Saturnina y Avelino se convirtieron en los primeros pichones de paraba azul nacidos en una caja nido instalada especialmente para esta especie en la comunidad de Candelaria, dentro del Área Natural de Manejo Integrado (ANMI) San Matías, en el este de Santa Cruz.
Un hito para la conservación
El nacimiento representa el primer registro exitoso de reproducción de la paraba azul (Anodorhynchus hyacinthinus) en una caja nido dentro del ANMI San Matías. La especie está clasificada como “en peligro” en el Libro Rojo de los Vertebrados de Bolivia, edición 2026.
El resultado se produjo seis meses después de que investigadores, guardaparques y organizaciones de conservación comenzaran a instalar estas estructuras como alternativa ante la reducción de los sitios naturales de nidificación.
30 cajas nido fueron instaladas
Hasta el momento, el proyecto permitió instalar 30 cajas nido en diferentes puntos del ANMI San Matías: Candelaria, Santo Rosario, Santo Corazón, San Fernando y Pozones.

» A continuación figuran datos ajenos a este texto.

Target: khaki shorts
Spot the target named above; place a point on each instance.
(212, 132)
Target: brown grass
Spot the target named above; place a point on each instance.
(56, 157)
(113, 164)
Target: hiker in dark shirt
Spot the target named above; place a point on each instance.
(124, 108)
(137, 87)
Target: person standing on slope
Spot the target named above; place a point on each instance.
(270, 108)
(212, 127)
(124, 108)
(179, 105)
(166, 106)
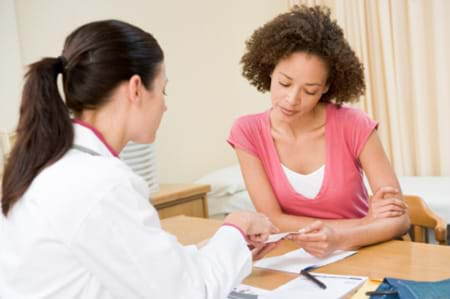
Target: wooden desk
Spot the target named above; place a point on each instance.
(181, 199)
(398, 259)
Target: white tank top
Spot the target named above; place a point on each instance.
(307, 185)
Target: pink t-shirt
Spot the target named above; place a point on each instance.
(342, 194)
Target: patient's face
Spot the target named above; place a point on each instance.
(297, 85)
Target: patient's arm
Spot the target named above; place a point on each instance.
(387, 218)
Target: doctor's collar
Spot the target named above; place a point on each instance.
(98, 134)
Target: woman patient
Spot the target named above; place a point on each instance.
(303, 159)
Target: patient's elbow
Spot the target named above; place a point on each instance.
(404, 225)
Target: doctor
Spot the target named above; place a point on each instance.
(76, 221)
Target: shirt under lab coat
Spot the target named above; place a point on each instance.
(85, 229)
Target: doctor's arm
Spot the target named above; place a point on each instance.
(122, 245)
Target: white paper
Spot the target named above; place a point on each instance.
(276, 237)
(296, 260)
(338, 286)
(244, 289)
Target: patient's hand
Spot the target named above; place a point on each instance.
(387, 202)
(317, 238)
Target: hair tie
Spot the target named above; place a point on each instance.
(62, 62)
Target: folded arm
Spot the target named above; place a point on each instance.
(387, 217)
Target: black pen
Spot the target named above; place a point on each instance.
(381, 293)
(309, 276)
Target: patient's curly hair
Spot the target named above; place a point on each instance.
(310, 30)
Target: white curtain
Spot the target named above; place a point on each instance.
(405, 47)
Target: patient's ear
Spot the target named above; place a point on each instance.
(134, 89)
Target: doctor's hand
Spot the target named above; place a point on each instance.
(260, 252)
(386, 202)
(256, 226)
(317, 238)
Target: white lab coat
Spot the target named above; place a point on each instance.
(85, 229)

Las estructuras fueron adaptadas a las características de la paraba azul, considerada la especie de paraba más grande. Las cajas son cinco centímetros más grandes que las utilizadas para la paraba barba azul y cuentan con una entrada fabricada con madera de mayor grosor.

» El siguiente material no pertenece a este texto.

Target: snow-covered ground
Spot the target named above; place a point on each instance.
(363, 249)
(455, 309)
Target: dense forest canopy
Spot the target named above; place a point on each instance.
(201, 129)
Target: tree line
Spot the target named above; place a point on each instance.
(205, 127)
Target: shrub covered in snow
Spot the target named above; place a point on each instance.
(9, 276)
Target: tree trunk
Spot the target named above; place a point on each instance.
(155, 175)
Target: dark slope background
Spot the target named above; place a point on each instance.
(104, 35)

Incendios redujeron los sitios de nidificación
La iniciativa responde a la pérdida de árboles grandes con cavidades naturales, utilizados por las parabas para reproducirse. Los incendios registrados desde 2019 afectaron parte de estos árboles, mientras que el incendio de 2024 alcanzó alrededor del 75% del territorio del ANMI San Matías.
Ante la reducción de árboles de gran porte, las aves comenzaron a utilizar especies de menor diámetro, como el tarumá y el totaí, donde los intentos de nidificación suelen fracasar. La situación también incrementó la competencia entre diferentes especies por las cavidades disponibles.

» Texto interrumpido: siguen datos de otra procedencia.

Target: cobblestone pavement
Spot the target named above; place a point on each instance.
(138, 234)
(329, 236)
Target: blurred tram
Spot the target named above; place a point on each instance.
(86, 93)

Conservación con participación de las comunidades
El proyecto es impulsado por el Servicio Nacional de Áreas Protegidas (Sernap), guardaparques del ANMI San Matías, la Fundación Conservación de Loros en Bolivia (CLB) y el Fondo Mundial para los Loros, con apoyo del zoológico de Phoenix.
La iniciativa busca además involucrar a estudiantes y pobladores en la elaboración de cajas nido, formar monitores ambientales y generar oportunidades vinculadas con la conservación y el aviturismo en las comunidades del área protegida.
Dato: El ANMI San Matías tiene una superficie de 2.918.500 hectáreas y forma parte del Pantanal boliviano.